Nach den Koalitionsverhandlungen Union legt sich für Gesundheitsfonds ins Zeug


Wer gedacht hatte, der Gesundheitsfonds gehöre der Vergangenheit an, sieht sich getäuscht: Unionspolitiker verteidigen den Fonds als Erfolgsmodell - vor allem der vor Wahlen stehende Jürgen Rüttgers. Es soll lediglich "Verbesserungen" geben. Die FDP sieht das anders.

Auch nach der schwarz-gelben Koalitionsvereinbarung bleibt das Thema Gesundheitsfonds zwischen den künftigen Regierungspartnern ein Konfliktthema. Der nordrhein-westfälische Ministerpräsident Jürgen Rüttgers (CDU) hat Geringerverdienern zugesichert, nicht zu den Verlierern einer Reform der Krankenversicherungen zu werden. "Wer wenig verdient, darf relativ nicht mehr bezahlen als derjenige, der viel verdient", sagte Rüttgers dem "Kölner Stadt-Anzeiger".

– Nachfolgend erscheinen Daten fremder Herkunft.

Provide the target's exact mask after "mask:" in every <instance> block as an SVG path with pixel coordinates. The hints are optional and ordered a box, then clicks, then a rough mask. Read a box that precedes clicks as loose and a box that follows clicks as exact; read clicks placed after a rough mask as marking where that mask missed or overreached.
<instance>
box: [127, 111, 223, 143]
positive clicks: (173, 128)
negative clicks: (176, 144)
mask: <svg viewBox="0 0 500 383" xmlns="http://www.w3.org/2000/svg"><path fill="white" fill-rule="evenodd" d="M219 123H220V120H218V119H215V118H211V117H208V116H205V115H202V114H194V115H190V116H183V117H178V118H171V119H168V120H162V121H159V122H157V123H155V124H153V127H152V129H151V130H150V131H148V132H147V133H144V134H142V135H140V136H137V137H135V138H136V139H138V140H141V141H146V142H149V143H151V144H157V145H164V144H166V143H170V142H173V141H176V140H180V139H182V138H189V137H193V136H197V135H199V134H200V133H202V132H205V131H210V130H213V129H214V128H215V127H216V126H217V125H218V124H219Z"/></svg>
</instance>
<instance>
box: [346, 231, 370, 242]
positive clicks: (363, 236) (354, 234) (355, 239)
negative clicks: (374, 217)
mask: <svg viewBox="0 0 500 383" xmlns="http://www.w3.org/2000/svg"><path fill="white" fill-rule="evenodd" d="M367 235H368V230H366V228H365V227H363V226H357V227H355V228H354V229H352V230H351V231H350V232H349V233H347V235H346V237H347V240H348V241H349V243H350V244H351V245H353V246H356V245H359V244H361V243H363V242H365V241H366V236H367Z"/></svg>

Der Gesundheitsfonds, bei dem über einen Einheitssatz der gesetzlichen Krankenversicherungen (derzeit 14,9 Prozent) das Geld in einem zentralen Topf landet, steht für den Ministerpräsidenten, der im Mai Landtagswahlen zu bestehen hat, nicht zur Debatte. "Es bleibt erst einmal so, wie es ist." Man habe dafür gesorgt, dass es einen Milliarden-Zuschuss für die Krankenkasse gibt und damit keine Beitrags- und Arbeitskostenerhöhungen erforderlich seien, sagte Rüttgers.

Auch der künftige Kanzleramtschef Ronald Pofalla (CDU) verteidigte den von der Großen Koalition beschlossenen Fonds, der seit Anfang des Jahers in Kraft ist. Für die Union gelte grundsätzlich: "Der Gesundheitsfonds steht nicht zur Disposition", sagte Pofalla der "Passauer Neuen Presse". "Den Gesundheitsfonds verwalten gerade mal 21 Mitarbeiter. Eine so schlanke Einrichtung im Gesundheitsbereich hat es noch nie gegeben", verteidigte Pofalla das umstrittene System.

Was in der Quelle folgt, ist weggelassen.